第四場「ブダのペスト グリーンランドをめぐる闘い」では、アメリカ合衆国初の有色人大統領オバマが〈子ども盗賊団〉に捕まる場面において、ミシェル・オバマやヒラリー・クリントン、シュワルツネッガーを匂わすターミネーターまでも登場してコミカルに描かれる。テロリストと名づけられる〈子ども窃盗団〉の要求は、ディズニーランドとハワイと核兵器である。日本にも同時並行的に流入されたアメリカ消費文化と、世界の防衛覇権を持つアメリカの要となる核が、皮肉にもポストキャピタリズムの象徴となっている。
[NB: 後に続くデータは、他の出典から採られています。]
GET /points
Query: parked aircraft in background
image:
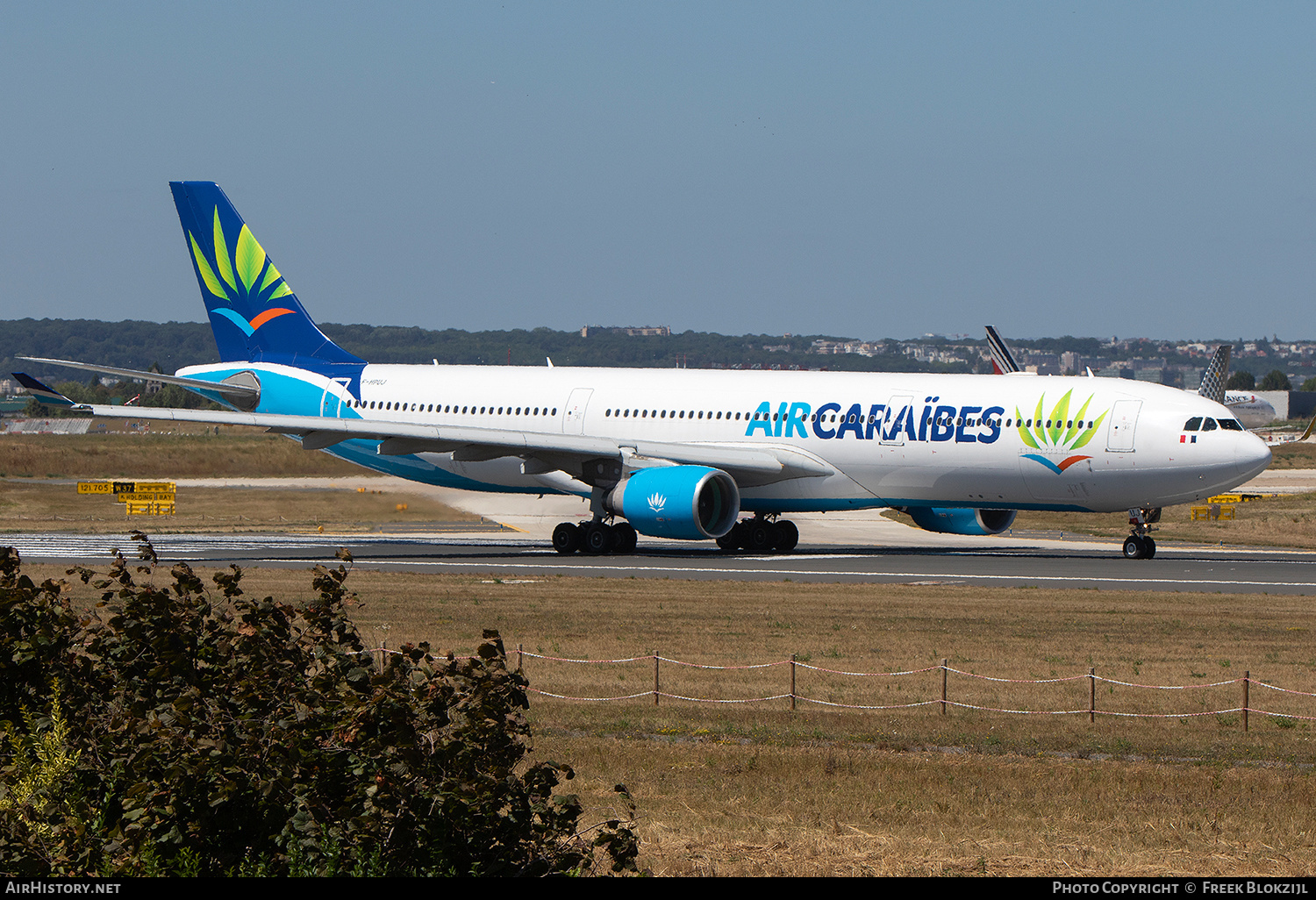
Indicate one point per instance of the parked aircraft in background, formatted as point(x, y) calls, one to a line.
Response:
point(683, 453)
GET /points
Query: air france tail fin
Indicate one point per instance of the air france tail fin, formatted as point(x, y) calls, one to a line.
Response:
point(254, 313)
point(1216, 374)
point(1002, 360)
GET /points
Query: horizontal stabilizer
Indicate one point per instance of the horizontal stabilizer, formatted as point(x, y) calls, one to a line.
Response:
point(42, 392)
point(195, 383)
point(1002, 360)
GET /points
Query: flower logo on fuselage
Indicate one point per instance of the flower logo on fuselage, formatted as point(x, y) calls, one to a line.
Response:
point(1057, 433)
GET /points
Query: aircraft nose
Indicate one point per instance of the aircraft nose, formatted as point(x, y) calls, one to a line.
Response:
point(1252, 455)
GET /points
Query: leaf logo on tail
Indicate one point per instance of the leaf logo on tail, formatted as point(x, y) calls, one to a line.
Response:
point(247, 276)
point(1058, 432)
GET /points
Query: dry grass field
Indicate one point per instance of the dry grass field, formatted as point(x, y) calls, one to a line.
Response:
point(186, 452)
point(757, 789)
point(1294, 455)
point(37, 507)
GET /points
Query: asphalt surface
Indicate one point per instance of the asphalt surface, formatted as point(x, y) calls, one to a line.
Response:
point(855, 546)
point(1044, 563)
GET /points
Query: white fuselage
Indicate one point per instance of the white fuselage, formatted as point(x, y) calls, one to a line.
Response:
point(981, 441)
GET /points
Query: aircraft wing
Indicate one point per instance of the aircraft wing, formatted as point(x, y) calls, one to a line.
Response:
point(554, 450)
point(1002, 360)
point(1216, 375)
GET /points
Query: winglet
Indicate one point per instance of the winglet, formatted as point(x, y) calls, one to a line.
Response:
point(1216, 374)
point(1002, 360)
point(41, 392)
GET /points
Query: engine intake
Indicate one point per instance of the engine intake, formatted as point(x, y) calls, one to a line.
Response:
point(690, 503)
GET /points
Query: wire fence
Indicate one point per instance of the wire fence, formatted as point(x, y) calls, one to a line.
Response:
point(795, 683)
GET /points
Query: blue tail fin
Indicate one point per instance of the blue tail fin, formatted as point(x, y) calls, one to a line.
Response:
point(254, 313)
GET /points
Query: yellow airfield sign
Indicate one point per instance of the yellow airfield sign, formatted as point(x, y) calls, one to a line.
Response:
point(139, 497)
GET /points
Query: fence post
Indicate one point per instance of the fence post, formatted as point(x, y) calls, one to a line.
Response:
point(1091, 694)
point(944, 686)
point(792, 682)
point(1247, 678)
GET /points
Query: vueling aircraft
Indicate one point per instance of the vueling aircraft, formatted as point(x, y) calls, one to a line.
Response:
point(684, 453)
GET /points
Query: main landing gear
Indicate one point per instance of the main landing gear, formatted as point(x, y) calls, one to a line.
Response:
point(595, 539)
point(1140, 544)
point(758, 534)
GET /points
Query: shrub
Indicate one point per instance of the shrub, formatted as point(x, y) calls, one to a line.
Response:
point(215, 733)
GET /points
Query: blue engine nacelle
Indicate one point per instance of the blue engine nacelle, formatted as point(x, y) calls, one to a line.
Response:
point(962, 521)
point(691, 503)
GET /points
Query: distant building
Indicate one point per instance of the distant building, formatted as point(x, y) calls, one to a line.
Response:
point(644, 331)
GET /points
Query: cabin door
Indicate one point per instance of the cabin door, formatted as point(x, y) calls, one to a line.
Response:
point(573, 420)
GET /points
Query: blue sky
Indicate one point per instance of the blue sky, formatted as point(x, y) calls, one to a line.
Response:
point(862, 170)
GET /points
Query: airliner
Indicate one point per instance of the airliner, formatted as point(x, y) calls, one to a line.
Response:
point(692, 454)
point(1249, 410)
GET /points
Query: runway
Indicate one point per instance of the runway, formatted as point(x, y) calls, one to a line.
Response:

一転した第三場「スケルツォ」はミニマムなコントラバスの響きと韓国打楽器が舞台上を打ちながら踊りまわるなか、前方隅の大きな木製の脚立装置でハムレットとオフィーリアが無言で交わしあう、魅入られる場面が繰り広げられる。歴史が中断され、男であることを降りるハムレットと自己破壊をして往来に出たオフィーリアは、もう近づこうにも近づけない距離を保ち、振り向いたり振り返ったり、柱の影に隠れたり、手を差し出したり、縦横無尽に舞台上を動き回る韓国打楽器奏者が刻む鼓動が静謐な情熱を高める。音の響きに表現の基底を委ねた、全体を通じて最も美しい演出である。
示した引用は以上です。